My father was more than my best friend. He was the man I wanted to be. Whether he was at home with us kids, out working the fields, at church or in the community, Dad was a natural-born leader that others couldn’t help but look up to. For all these reasons, I wanted to grow up to be like my father.
Five Years to Live
When I got the news of his diagnosis, all I wanted to do was hear that booming voice of his reassure me that things would be alright. That he would be alright. But the doctors said his pulmonary fibrosis came with a life expectancy of about five years, and—despite Dad’s stubbornness—the doc’s prediction proved accurate.
Dad passed in the fall just as the leaves started to turn. It was almost five years to the date of his initial diagnosis. During those five years, I watched the most important man in my life slowly, but steadily fade. He lost weight. He lost his energy. He eventually even lost that boom in his voice.
Throughout the first three years of his illness, the decline was very gradual, and it was during that time we were fortunate to enjoy some incredible conversations.

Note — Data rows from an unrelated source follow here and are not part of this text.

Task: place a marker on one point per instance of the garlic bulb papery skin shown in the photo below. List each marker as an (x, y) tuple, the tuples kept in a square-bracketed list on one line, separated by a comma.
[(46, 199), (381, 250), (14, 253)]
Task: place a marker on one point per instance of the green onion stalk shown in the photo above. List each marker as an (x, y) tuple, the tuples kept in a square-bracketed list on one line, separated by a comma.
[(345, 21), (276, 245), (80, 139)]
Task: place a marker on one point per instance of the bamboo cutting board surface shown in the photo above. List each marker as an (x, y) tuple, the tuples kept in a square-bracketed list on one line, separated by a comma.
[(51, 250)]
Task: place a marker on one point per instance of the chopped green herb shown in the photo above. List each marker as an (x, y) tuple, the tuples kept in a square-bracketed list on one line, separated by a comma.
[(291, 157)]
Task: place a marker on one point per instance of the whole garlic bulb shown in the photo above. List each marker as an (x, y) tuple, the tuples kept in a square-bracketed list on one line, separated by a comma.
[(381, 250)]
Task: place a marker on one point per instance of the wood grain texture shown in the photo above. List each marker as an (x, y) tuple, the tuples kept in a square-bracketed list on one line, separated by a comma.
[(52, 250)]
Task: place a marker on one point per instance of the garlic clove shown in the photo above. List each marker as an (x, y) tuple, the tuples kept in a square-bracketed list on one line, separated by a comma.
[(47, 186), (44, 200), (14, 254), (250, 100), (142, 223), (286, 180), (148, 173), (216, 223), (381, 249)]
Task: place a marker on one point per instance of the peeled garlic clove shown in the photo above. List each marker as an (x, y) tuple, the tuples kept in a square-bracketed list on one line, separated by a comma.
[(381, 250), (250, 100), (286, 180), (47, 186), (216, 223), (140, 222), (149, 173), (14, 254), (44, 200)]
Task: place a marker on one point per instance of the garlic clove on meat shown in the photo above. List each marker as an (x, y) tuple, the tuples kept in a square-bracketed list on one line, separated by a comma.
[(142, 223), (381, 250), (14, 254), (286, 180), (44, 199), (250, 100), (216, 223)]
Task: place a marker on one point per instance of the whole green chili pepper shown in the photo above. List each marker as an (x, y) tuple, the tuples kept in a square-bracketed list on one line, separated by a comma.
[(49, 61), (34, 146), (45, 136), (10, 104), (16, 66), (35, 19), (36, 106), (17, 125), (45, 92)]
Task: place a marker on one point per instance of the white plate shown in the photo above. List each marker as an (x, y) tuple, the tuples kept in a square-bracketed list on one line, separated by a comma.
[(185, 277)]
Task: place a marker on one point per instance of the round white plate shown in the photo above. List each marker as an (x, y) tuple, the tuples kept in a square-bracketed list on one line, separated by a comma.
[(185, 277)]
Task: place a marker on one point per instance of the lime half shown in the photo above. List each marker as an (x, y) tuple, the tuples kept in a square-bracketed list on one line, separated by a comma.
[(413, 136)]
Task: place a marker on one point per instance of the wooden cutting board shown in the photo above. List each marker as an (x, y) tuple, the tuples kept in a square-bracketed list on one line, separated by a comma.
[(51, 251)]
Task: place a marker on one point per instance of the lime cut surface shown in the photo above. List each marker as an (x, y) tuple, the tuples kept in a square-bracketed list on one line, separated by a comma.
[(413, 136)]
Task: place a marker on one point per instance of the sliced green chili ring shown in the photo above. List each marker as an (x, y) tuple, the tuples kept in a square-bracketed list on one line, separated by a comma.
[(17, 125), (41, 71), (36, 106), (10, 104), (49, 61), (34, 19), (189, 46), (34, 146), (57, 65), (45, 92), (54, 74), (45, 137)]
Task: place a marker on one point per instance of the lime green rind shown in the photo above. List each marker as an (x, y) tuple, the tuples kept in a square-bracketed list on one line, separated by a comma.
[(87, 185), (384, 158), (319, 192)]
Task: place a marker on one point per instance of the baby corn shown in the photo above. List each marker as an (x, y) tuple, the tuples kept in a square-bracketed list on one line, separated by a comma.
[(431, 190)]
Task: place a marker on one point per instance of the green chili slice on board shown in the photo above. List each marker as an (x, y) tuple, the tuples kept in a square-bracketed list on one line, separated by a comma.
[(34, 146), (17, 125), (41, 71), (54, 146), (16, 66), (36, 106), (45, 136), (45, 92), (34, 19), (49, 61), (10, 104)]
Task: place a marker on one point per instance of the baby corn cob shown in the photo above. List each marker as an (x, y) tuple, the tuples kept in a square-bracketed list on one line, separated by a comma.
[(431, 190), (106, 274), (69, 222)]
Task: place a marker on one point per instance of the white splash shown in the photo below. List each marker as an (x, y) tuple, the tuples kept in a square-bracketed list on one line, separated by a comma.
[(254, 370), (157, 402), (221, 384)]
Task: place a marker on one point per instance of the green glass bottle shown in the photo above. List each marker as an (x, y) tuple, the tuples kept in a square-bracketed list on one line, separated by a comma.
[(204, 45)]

Growing up, my Dad and I would talk often, but the stories we shared in those final years were deeper and drew us closer than we had ever been before. The words he spoke to me his last week will never leave me.
A Story Worth Sharing
The images of doctors, nurses and hospice workers who cared for my father—and our entire family—have also stayed with me. In fact, their assistance throughout five years of pain has become the most enduring, comforting memory of my father’s passing.
I can’t tell Dad’s story without framing it within the larger picture of the amazing care he received from every healthcare worker along the way. His story is their story. And like his booming voice, his story has become my story, because as much care as my father received, I got double that in compassionate help navigating the unfamiliar world of assisted living and hospice.
To say I couldn’t have made it through this experience without the help of others is not hyperbole. I didn’t know what I was dealing with, let alone how to have the difficult discussions I needed to have with those closest to me. More importantly, I had no idea such help was available, and that’s why I tell this story so passionately.
The hospital administration, the doctors and nurses, the hospice counselors… these are the people that helped me understand the situation and the choices we were facing. They guided me as I had those end-of-life conversations with my mom and Dad. They were relentless in their care for us.
Their story needs to be told, because my experience is not unique, it is the rule. For families facing a devastating diagnosis and an uncertain future, knowing there is help softens the heartache and eases the transition into uncharted waters. Stories like my father’s make it known that we don’t have to go it alone. There is a whole system in place ready to care for your entire family. It hurts to tell these stories, and that hurt will never fully quit... but neither will the support of the healthcare community.
My father’s voice will also live on. It will live on through me, as I continue to tell this story of my father’s final years. It’s the story that keeps his spirit alive within me and all who knew him, and I am honored to be able to share it with all who will listen.